Tool to profile usage of HPC resources by regularly probing processes using ps.
GNU General Public License v3.0
8 stars 5 forks source link

Collect more sysinfo data #200

Open lars-t-hansen opened 1 week ago

lars-t-hansen commented 1 week ago

At least these:

It may be that some of these (power level) change often enough that sysinfo is not the right venue for it but it's a start.

lars-t-hansen commented 4 days ago

This is not good but points at least in some directions: https://www.techygpu.com/2024/08/17/how-to-limit-gpu-power-draw/

lars-t-hansen commented 4 days ago

Intel GPUs, if anyone cares: https://community.intel.com/t5/Intel-Graphics-Performance/How-to-get-GPU-power-in-Watt/m-p/1610960

lars-t-hansen commented 4 days ago

nvidia-smi: https://linuxconfig.org/how-to-set-nvidia-power-limit-on-ubuntu

lars-t-hansen commented 4 days ago

So I guess (nvidia):

A typical card reading (nvidia-smi -q -d POWER) looks like so:

GPU 00000000:86:00.0
    GPU Power Readings
        Power Draw                        : 19.10 W
        Current Power Limit               : 250.00 W
        Requested Power Limit             : 250.00 W
        Default Power Limit               : 250.00 W
        Min Power Limit                   : 100.00 W
        Max Power Limit                   : 280.00 W
    Power Samples
        Duration                          : 118.29 sec
        Number of Samples                 : 119
        Max                               : 19.56 W
        Min                               : 18.24 W
        Avg                               : 19.01 W
    GPU Memory Power Readings
        Power Draw                        : N/A
    Module Power Readings
        Power Draw                        : N/A
        Current Power Limit               : N/A
        Requested Power Limit             : N/A
        Default Power Limit               : N/A
        Min Power Limit                   : N/A
        Max Power Limit                   : N/A

Its more than a little annoying that the GPU is identified by some address instead of the GPU number used elsewhere but I guess we'll just build a map.

lars-t-hansen commented 4 days ago

Just nvidia-smi -q yields a ton of information about all sorts of things, if we encode everything it's going to be a little expensive. On the other hand, for the benchmarking we want to do we probably want more rather than less.

lars-t-hansen commented 4 days ago

The thing to do here is probably to:

If desired, we could also add power limits to the ps output, if they are easily adjustable at runtime by the operator. Alternatively we just run sysinfo more often to capture this setting (say, hourly)
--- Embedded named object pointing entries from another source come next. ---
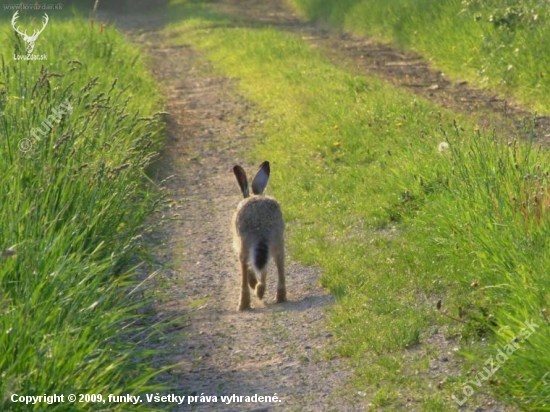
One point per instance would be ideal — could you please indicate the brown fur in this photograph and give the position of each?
(259, 219)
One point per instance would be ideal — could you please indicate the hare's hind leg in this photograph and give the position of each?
(260, 287)
(245, 292)
(252, 281)
(278, 253)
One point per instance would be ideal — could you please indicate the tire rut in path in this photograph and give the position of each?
(274, 348)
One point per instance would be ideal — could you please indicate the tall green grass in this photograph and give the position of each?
(394, 223)
(496, 44)
(72, 211)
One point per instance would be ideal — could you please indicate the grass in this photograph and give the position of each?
(495, 44)
(72, 213)
(396, 224)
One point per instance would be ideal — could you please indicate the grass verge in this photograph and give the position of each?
(397, 220)
(76, 134)
(496, 44)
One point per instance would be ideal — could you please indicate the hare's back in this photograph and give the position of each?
(259, 215)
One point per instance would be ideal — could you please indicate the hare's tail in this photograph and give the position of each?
(259, 255)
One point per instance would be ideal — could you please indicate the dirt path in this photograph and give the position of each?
(272, 349)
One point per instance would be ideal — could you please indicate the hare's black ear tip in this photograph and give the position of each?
(265, 166)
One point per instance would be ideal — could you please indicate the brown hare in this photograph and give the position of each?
(258, 234)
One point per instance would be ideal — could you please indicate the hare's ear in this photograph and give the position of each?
(261, 179)
(241, 179)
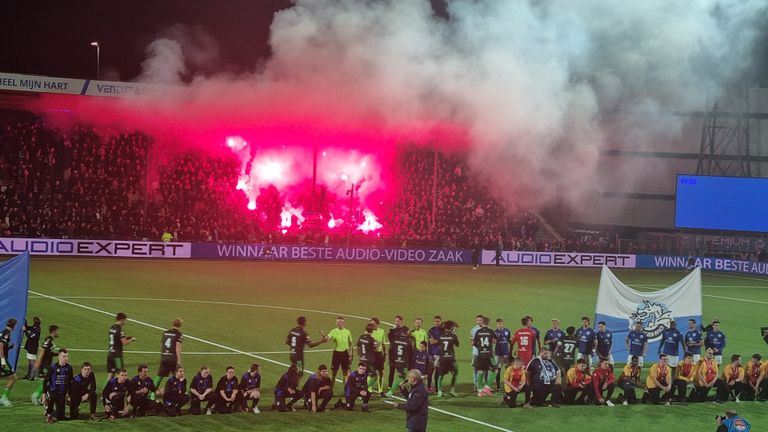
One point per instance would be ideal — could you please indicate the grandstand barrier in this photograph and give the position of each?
(330, 253)
(560, 259)
(183, 250)
(99, 248)
(707, 264)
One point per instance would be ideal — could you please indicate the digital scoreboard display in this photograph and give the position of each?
(722, 203)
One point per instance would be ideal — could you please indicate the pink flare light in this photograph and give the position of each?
(371, 222)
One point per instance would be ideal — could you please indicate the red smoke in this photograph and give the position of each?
(274, 148)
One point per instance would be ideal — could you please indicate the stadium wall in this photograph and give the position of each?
(261, 252)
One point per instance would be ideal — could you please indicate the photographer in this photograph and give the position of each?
(732, 422)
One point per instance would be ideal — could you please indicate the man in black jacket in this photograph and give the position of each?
(417, 405)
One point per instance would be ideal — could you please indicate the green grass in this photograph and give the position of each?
(364, 290)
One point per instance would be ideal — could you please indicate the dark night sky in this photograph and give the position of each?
(53, 37)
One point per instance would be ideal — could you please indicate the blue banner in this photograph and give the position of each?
(331, 253)
(708, 264)
(14, 286)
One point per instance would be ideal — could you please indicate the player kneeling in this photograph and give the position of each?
(356, 387)
(115, 395)
(629, 381)
(139, 389)
(226, 393)
(250, 389)
(83, 390)
(317, 388)
(176, 396)
(201, 390)
(578, 384)
(287, 387)
(515, 382)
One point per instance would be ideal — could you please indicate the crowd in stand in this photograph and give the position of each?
(76, 183)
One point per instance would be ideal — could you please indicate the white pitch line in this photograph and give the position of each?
(740, 277)
(235, 350)
(186, 353)
(710, 286)
(210, 302)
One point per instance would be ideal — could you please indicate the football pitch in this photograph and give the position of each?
(238, 313)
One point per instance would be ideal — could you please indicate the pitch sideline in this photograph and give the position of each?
(235, 350)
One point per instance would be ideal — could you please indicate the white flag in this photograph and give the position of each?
(621, 306)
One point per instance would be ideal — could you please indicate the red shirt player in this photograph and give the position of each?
(525, 338)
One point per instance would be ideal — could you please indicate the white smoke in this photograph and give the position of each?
(535, 83)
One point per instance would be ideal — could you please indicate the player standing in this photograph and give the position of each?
(754, 378)
(537, 333)
(5, 367)
(636, 343)
(566, 351)
(418, 334)
(44, 360)
(448, 341)
(400, 357)
(170, 353)
(502, 350)
(380, 353)
(391, 334)
(671, 341)
(366, 352)
(659, 379)
(434, 350)
(472, 331)
(694, 341)
(83, 390)
(716, 341)
(587, 341)
(554, 337)
(117, 341)
(733, 377)
(342, 348)
(484, 339)
(297, 339)
(525, 339)
(58, 383)
(31, 346)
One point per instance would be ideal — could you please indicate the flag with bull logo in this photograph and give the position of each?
(621, 306)
(14, 288)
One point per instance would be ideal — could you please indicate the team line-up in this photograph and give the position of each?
(519, 363)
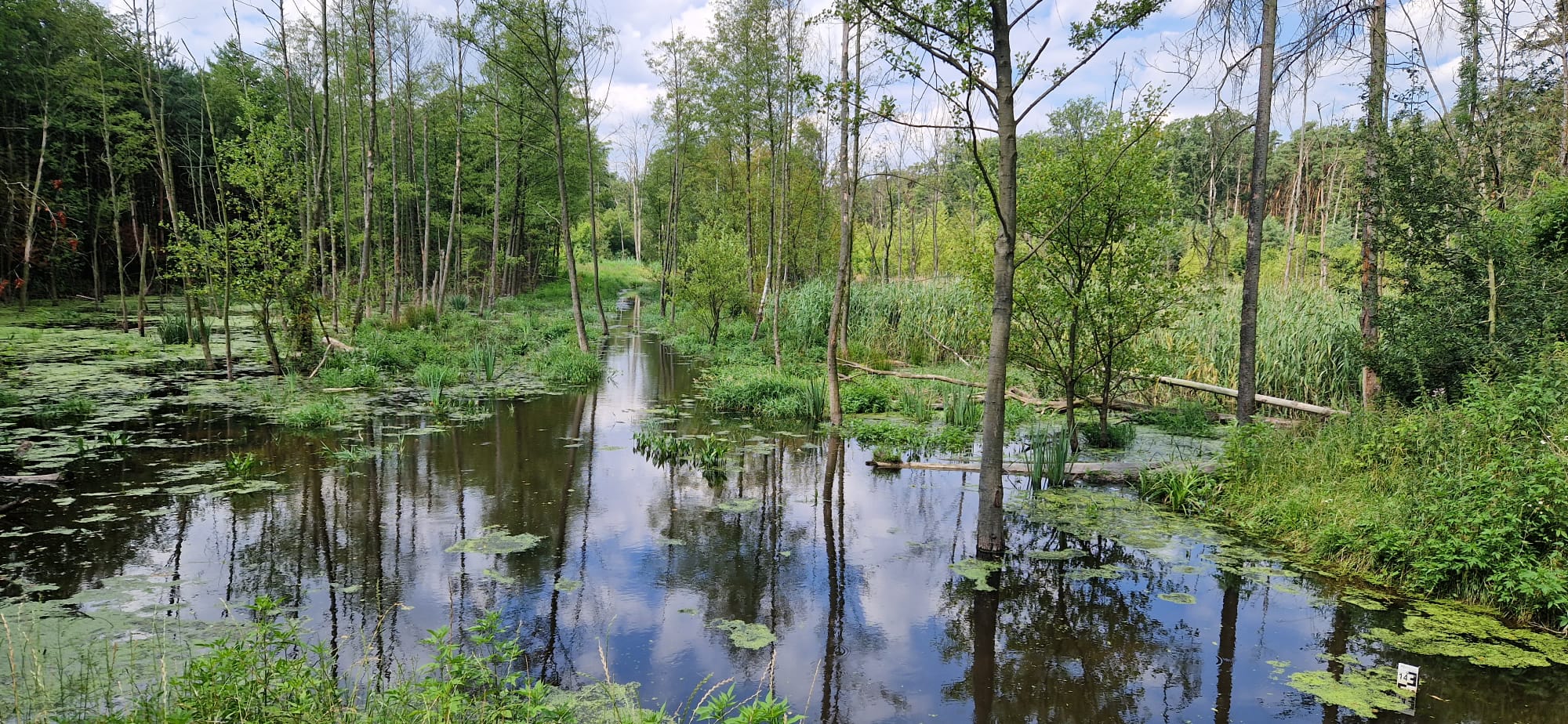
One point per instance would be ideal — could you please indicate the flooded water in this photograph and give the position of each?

lars-t-hansen commented 4 days ago

I suppose we could just grab the output from nvidia-smi -q, quote it somehow (base64), and ship the whole thing off and let the client sort it out. It's 40K uncompressed but just 3K compressed (binary), so it's not like it's a lot of data. It's probably more work to compress it on the client than to parse it, but I'm not sure if anyone cares - most of the work is in exfiltration anyway. The risk is that it's not enough data, eg because the mapping from card addresses to card indices needs to be exposed somehow.